LA PRIMERA COMUNIDAD CRISTIANA
La primera lectura de la liturgia de hoy nos remonta a la vida de la primera comunidad cristiana. Los discípulos «acudían asiduamente a la enseñanza de los apóstoles, a la comunión, a la fracción del pan y a las oraciones» (Hech 2,42). “Fractio panis”. La Eucaristía es un banquete de comunión en la Alianza nueva y eterna, y el sacrificio que hace presente el poder salvífico de la cruz. Desde un principio, el misterio de la Eucaristía ha estado siempre ligado a la enseñanza al seguimiento de los apóstoles y a la proclamación de la Palabra de Dios, que habló en el pasado por medio de los profetas y ahora, de manera definitiva, en Jesucristo (Hebr 1, 1). Allá donde se pronuncien las palabras "Este es mi cuerpo" y la invocación del Espíritu Santo, la Iglesia se ve fortalecida en la fe de los apóstoles y en la unidad que tiene en el Espíritu Santo su origen y vínculo. San Pablo comprendió claramente que la Eucaristía, al ser participación en el cuerpo y la sangre de Cristo, es también un misterio de comunión espiritual en la Iglesia. “Porque aún siendo muchos, somos un sólo pan y un sólo cuerpo, pues todos participamos de un sólo pan” (1 Cor 10,17). En la Eucaristía, Cristo el buen pastor que dio su vida por su rebaño, se queda en su Iglesia. ¿No es acaso la Eucaristía la presencia sacramental de Cristo en todos los que participamos del único pan y del único cáliz? Esta presencia es la riqueza más grande de la Iglesia. Cristo edifica a la Iglesia mediante la Eucaristía. Las manos que partieron el pan a los discípulos durante la Ultima Cena se extendieron sobre la cruz para reunir a todos los pueblos a su alrededor en el Reino eterno del Padre. A través de la celebración eucarística, Él nunca cesa de guiar a los hombres y mujeres para que sean miembros efectivos de su Cuerpo.
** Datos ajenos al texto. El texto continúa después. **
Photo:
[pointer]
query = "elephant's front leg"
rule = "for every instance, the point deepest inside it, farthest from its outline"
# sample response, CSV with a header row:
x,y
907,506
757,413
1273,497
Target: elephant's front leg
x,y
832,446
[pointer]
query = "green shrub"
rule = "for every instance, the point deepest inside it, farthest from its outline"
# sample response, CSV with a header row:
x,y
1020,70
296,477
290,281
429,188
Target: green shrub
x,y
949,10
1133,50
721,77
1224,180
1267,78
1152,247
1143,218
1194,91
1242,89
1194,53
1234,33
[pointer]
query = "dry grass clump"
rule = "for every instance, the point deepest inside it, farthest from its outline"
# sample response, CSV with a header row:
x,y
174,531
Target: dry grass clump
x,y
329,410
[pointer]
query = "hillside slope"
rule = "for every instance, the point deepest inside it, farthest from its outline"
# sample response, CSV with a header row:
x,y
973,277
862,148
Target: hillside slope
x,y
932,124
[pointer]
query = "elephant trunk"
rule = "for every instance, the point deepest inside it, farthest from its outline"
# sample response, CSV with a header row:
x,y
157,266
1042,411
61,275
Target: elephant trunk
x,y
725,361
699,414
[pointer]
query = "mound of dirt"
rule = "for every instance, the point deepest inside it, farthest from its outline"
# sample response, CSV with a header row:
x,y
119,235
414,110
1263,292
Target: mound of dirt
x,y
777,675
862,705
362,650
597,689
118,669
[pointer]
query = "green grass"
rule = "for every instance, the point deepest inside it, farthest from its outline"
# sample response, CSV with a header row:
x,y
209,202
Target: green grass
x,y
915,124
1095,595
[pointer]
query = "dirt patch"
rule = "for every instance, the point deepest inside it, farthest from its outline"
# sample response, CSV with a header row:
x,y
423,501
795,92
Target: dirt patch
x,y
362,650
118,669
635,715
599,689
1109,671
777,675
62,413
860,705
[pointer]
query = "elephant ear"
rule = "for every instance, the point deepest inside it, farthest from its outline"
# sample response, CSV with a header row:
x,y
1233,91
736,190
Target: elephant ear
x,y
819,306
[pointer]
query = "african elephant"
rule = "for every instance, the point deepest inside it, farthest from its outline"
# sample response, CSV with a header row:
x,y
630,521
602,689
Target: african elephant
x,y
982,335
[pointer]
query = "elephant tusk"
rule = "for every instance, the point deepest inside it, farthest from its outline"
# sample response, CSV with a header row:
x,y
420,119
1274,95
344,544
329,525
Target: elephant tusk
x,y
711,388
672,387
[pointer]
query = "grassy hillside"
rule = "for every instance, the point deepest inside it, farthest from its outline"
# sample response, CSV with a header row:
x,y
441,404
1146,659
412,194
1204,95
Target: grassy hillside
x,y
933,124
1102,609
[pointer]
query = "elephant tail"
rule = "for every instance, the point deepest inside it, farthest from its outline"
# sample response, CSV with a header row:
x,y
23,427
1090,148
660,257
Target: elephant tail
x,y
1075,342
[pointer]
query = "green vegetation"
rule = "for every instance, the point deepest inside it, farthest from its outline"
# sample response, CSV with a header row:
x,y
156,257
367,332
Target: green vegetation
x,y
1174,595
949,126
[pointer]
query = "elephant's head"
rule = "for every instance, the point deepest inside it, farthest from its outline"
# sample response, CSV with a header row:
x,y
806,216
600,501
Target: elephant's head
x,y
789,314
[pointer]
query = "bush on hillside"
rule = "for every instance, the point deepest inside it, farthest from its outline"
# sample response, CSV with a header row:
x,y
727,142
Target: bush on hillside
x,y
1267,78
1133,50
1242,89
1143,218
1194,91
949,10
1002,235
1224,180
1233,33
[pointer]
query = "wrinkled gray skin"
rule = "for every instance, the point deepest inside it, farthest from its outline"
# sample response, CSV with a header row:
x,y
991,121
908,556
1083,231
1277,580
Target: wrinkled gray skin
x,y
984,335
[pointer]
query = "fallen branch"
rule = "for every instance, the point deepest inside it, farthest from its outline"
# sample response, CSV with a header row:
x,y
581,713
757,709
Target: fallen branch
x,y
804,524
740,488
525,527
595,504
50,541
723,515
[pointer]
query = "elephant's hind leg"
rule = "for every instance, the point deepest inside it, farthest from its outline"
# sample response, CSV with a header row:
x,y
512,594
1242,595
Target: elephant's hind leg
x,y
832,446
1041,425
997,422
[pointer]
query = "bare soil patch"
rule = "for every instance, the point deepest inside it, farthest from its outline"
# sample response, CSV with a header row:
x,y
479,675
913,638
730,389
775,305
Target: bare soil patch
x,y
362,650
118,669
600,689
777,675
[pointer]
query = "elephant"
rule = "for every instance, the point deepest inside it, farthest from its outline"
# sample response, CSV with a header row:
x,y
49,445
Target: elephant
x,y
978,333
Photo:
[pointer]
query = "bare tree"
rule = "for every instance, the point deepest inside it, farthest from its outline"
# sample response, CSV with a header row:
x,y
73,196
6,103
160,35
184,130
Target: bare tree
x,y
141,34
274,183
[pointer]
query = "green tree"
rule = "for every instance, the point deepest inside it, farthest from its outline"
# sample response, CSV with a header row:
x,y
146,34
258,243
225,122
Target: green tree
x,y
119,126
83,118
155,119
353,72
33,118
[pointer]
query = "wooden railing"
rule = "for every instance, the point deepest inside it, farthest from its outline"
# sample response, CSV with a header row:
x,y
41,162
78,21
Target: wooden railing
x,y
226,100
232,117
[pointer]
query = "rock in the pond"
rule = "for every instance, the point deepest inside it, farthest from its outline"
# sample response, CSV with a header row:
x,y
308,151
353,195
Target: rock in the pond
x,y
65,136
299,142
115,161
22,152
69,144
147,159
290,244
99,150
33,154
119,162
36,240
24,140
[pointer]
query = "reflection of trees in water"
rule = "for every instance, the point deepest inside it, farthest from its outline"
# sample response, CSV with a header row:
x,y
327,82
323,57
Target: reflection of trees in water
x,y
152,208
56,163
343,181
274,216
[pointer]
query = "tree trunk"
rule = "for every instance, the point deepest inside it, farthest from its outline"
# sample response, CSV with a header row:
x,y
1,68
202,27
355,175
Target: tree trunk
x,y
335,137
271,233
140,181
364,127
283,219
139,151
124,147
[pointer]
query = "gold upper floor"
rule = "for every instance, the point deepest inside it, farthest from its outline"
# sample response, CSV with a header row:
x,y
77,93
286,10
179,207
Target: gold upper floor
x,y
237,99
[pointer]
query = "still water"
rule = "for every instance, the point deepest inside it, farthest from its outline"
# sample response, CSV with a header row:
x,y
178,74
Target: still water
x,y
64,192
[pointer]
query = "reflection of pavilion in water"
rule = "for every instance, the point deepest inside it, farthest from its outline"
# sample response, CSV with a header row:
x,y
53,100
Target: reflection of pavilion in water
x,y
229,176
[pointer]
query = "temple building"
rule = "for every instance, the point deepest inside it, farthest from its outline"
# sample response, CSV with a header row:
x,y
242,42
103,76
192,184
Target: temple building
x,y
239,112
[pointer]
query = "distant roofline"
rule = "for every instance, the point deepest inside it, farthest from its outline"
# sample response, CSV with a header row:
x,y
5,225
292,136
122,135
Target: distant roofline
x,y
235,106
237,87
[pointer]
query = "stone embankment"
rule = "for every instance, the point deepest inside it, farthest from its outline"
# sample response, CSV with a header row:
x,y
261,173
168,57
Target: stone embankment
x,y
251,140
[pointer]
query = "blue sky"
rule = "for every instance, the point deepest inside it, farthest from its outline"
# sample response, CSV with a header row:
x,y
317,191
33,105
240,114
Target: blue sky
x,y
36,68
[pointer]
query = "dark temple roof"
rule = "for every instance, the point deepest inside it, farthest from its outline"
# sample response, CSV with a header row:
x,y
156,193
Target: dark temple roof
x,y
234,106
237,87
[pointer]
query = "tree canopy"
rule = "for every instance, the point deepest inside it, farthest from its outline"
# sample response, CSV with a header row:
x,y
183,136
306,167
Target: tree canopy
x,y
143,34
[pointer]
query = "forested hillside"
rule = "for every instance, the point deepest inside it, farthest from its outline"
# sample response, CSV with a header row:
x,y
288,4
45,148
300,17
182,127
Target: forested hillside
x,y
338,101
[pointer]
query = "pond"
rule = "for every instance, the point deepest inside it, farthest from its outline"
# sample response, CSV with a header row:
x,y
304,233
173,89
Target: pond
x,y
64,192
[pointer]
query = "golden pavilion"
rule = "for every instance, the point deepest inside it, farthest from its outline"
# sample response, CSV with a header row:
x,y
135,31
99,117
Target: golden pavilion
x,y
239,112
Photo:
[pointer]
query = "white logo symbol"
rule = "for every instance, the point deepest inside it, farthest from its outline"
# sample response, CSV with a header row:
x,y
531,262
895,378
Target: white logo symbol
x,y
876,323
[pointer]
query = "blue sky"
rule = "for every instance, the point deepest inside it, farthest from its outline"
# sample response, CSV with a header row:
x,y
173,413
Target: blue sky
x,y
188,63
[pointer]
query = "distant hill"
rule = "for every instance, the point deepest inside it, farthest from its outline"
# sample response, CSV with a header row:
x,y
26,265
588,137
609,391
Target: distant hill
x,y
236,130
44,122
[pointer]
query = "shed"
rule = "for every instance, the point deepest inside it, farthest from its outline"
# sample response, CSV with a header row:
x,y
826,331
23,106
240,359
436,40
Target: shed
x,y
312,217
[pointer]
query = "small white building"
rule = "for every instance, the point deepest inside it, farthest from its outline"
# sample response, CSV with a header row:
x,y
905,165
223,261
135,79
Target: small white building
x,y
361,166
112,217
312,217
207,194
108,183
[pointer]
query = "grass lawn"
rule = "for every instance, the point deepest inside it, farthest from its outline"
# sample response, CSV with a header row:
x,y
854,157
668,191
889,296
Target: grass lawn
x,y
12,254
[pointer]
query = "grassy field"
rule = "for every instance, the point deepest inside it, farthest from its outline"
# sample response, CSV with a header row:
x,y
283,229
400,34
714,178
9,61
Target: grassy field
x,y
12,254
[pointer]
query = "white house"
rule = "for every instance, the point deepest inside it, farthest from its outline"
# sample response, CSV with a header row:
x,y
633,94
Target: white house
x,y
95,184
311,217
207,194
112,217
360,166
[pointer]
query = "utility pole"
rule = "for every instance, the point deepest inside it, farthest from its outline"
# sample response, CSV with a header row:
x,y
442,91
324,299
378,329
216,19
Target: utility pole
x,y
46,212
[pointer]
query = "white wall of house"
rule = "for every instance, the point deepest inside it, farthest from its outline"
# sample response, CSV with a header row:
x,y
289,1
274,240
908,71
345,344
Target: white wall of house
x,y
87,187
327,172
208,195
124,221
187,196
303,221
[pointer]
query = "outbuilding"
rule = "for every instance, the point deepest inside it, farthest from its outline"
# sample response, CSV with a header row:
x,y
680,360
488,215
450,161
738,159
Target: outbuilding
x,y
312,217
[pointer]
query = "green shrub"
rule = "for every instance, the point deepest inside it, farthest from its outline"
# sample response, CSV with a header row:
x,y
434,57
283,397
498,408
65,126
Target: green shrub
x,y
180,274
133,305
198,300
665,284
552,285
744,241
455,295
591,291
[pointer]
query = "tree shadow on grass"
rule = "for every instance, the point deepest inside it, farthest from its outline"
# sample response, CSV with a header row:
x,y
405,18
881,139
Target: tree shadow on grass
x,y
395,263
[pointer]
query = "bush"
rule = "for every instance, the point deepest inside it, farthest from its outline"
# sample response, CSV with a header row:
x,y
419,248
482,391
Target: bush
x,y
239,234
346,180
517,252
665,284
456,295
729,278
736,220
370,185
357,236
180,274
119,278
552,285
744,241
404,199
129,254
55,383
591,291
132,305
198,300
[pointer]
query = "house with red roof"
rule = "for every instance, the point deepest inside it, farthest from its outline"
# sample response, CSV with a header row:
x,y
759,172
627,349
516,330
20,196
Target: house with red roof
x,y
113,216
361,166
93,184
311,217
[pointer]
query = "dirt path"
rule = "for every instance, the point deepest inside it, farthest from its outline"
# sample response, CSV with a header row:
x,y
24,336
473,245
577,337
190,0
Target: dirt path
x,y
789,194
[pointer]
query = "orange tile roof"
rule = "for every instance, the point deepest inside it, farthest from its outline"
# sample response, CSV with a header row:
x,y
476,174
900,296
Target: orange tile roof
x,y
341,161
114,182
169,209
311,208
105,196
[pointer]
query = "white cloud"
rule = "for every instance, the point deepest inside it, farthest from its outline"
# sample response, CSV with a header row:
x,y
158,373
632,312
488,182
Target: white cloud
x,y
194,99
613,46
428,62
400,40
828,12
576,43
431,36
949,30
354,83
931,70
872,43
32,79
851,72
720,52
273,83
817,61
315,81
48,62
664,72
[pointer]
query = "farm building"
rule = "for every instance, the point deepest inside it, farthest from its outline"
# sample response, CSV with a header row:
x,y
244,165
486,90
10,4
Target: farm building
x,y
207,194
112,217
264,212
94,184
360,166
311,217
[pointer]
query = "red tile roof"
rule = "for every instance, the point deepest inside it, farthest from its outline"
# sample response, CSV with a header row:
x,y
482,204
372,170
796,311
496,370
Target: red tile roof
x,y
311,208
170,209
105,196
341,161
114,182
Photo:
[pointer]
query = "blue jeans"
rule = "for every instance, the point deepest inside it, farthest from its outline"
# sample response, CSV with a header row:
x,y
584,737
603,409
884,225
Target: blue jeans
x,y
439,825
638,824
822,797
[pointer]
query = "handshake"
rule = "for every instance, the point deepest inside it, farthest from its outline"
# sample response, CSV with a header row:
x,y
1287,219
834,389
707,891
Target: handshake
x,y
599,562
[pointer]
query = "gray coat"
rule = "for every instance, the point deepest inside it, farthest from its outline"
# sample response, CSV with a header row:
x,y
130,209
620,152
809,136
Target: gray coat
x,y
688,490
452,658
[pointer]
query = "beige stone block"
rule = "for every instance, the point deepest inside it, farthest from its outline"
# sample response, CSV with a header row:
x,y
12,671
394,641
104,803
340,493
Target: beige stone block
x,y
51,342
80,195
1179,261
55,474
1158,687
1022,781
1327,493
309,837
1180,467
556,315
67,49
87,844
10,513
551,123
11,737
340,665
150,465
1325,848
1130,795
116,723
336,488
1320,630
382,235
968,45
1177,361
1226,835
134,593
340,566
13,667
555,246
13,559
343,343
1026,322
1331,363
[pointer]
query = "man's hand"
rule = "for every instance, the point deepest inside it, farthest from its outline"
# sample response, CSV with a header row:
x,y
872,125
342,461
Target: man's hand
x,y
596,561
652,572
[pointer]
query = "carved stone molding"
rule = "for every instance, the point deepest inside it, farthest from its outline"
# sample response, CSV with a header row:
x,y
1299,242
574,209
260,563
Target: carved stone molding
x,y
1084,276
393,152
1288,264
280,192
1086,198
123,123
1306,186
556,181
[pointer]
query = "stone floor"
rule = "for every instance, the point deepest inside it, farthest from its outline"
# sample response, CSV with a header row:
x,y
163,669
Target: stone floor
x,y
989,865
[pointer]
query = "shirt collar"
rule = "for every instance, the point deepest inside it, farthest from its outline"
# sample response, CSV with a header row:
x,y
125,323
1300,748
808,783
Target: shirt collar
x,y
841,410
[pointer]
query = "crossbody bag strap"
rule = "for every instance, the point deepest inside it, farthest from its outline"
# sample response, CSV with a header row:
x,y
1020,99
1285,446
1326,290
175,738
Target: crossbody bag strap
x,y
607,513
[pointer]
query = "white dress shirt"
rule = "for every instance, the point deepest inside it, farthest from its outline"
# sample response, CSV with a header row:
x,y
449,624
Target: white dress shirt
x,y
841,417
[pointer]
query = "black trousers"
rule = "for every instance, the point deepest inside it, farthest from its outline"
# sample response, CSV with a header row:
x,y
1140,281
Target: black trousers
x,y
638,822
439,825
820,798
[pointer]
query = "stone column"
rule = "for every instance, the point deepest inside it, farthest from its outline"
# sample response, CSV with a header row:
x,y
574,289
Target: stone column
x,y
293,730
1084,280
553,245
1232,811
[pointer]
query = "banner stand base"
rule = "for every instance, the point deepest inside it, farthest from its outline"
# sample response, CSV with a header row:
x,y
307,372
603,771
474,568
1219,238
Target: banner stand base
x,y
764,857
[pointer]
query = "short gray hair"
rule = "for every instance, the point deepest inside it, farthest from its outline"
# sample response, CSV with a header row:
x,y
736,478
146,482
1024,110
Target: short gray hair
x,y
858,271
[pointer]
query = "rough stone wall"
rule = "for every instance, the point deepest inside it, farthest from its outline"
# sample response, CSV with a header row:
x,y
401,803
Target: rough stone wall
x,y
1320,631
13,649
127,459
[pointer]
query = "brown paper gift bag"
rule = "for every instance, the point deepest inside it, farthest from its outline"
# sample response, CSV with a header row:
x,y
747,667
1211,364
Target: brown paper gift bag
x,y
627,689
CRISTO HA MUERTO, CRISTO HA RESUCITADO, CRISTO VENDRÁ NUEVAMENTE.
Éste es el “misterio de fe” que proclamamos en cada celebración de la Eucaristía. Jesucristo, el Sacerdote de la Alianza nueva y eterna, ha redimido al mundo con su sangre. Resucitado de entre los muertos, se ha ido a prepararnos un lugar en la casa de Su Padre. Esperamos su venida con gozosa esperanza en el Espíritu que nos ha hecho hijos amados de Dios, en la unidad del Cuerpo de Cristo. Celebrando esta Eucaristía en el cuarto superior, en Jerusalén, estamos unidos a la Iglesia de todo tiempo y lugar. Unidos con la cabeza, estamos en comunión con Pedro y los apóstoles y sus sucesores por los siglos. En unión con María, los santos y mártires, y todos los bautizados que han vivido en la gracia del Espíritu Santo, alzamos nuestra voz para gritar: «Marana tha!»; «¡Ven Señor Jesús!» (Ap 22,17). Llévanos, a nosotros y a todos tus elegidos, a la plenitud de la gloria en tu Reino eterno. Amén.